Si vous faites partie des retardataires patentés en courses de Noël, si la vague consumériste de saison vous affole, l’alternative du livre numérique d’artiste est pour vous ! Les fondateurs d’Art Book Magazine (ABM), un collectif d’artistes et graphistes, ont imaginé et conçu la plate-forme de diffusion de livres d’art pour l’iPad d’Apple. Art Book Magazine est une application pour ipad gratuite, entre librairie d’art et maison d’édition numérique, lancée fin 2011. Alors que les tablettes et autres liseuses sont en plein boom, Poptronics est allé poser quelques questions à ces éditeurs d’un nouveau genre, qui s’attaquent au début 2013 à une diffusion internationale en anglais (avec des livres bilingues, donc).
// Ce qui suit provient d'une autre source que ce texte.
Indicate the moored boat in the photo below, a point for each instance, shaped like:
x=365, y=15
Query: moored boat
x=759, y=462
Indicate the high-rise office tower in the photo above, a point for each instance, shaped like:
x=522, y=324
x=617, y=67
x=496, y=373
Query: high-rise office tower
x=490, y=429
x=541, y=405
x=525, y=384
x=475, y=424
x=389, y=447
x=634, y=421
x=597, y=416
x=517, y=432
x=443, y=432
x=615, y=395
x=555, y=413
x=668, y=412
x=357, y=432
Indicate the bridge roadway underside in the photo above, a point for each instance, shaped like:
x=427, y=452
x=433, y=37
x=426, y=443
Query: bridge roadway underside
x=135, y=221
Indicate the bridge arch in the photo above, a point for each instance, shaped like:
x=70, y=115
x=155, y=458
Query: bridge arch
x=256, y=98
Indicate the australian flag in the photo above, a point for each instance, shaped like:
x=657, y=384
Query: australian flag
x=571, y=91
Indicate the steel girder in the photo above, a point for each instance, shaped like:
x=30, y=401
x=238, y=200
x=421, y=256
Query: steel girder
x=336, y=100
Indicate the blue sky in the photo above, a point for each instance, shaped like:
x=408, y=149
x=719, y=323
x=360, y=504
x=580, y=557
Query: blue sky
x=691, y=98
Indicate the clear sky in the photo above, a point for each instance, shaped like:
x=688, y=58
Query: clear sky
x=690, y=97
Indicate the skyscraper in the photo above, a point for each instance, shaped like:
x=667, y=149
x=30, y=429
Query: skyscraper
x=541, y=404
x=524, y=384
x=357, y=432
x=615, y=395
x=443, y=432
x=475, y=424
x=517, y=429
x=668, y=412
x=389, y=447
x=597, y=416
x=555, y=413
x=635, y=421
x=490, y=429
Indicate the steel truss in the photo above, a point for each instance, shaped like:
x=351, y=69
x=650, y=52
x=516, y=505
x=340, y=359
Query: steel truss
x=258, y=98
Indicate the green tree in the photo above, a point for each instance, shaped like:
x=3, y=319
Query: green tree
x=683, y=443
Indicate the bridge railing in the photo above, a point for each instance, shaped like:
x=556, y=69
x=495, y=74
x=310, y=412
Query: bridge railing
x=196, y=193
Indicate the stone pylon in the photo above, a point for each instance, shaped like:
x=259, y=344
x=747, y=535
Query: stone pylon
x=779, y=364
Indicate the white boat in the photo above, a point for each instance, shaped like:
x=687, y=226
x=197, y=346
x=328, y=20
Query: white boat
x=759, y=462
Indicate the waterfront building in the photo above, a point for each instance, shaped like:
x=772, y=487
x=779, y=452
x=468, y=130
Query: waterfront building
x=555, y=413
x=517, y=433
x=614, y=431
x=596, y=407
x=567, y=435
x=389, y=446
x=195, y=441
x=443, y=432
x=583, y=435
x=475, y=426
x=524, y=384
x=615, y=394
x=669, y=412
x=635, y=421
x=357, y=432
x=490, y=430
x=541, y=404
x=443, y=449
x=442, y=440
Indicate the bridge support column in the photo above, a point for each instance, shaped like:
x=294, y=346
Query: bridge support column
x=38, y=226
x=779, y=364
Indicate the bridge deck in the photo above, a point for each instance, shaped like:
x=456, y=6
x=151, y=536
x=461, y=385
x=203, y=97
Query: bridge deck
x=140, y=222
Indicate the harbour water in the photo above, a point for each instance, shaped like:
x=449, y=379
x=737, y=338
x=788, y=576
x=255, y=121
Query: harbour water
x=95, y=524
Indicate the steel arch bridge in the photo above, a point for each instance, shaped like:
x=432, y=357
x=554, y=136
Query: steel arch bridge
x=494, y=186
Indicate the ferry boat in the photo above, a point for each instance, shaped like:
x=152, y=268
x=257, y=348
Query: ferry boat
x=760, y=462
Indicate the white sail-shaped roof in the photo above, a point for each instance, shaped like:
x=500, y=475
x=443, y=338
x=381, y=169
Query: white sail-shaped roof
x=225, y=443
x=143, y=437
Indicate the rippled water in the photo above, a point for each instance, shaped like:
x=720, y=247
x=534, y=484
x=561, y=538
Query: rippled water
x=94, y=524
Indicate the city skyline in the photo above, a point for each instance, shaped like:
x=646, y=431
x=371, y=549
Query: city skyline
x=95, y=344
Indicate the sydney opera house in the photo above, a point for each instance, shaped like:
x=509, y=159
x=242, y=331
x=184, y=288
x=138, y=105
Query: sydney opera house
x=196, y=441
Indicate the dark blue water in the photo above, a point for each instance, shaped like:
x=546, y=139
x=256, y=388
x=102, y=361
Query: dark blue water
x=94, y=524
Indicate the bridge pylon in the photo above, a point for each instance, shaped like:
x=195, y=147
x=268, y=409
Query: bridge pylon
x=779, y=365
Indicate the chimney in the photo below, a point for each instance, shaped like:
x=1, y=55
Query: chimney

Une définition d’Art, Book, Magazine en quelques mots ?

Librairie/bibliothèque/lecteur/diffuseur de livres et de revues d’art contemporain et alentour.

Pourquoi une plateforme de livres numériques spécialisée dans l’art ?

Parce qu’il n’y a plus d’espace consacré à l’art contemporain dans les librairies, en dehors de quelques beaux livres liés à l’actualité et aux expositions vedettes. N’ayant plus de débouché, il n’y a plus d’économie, donc plus de livres, ou bien des éditions fantômes que l’on ne peut trouver que dans les institutions éditrices, les galeries ou les salons des éditeurs indépendants. Face à cette disparition à venir de trop nombreuses éditions inaccessibles et sacrifiées, nous avons pensé que le numérique pouvait être un espace de persistance pour ces éditions.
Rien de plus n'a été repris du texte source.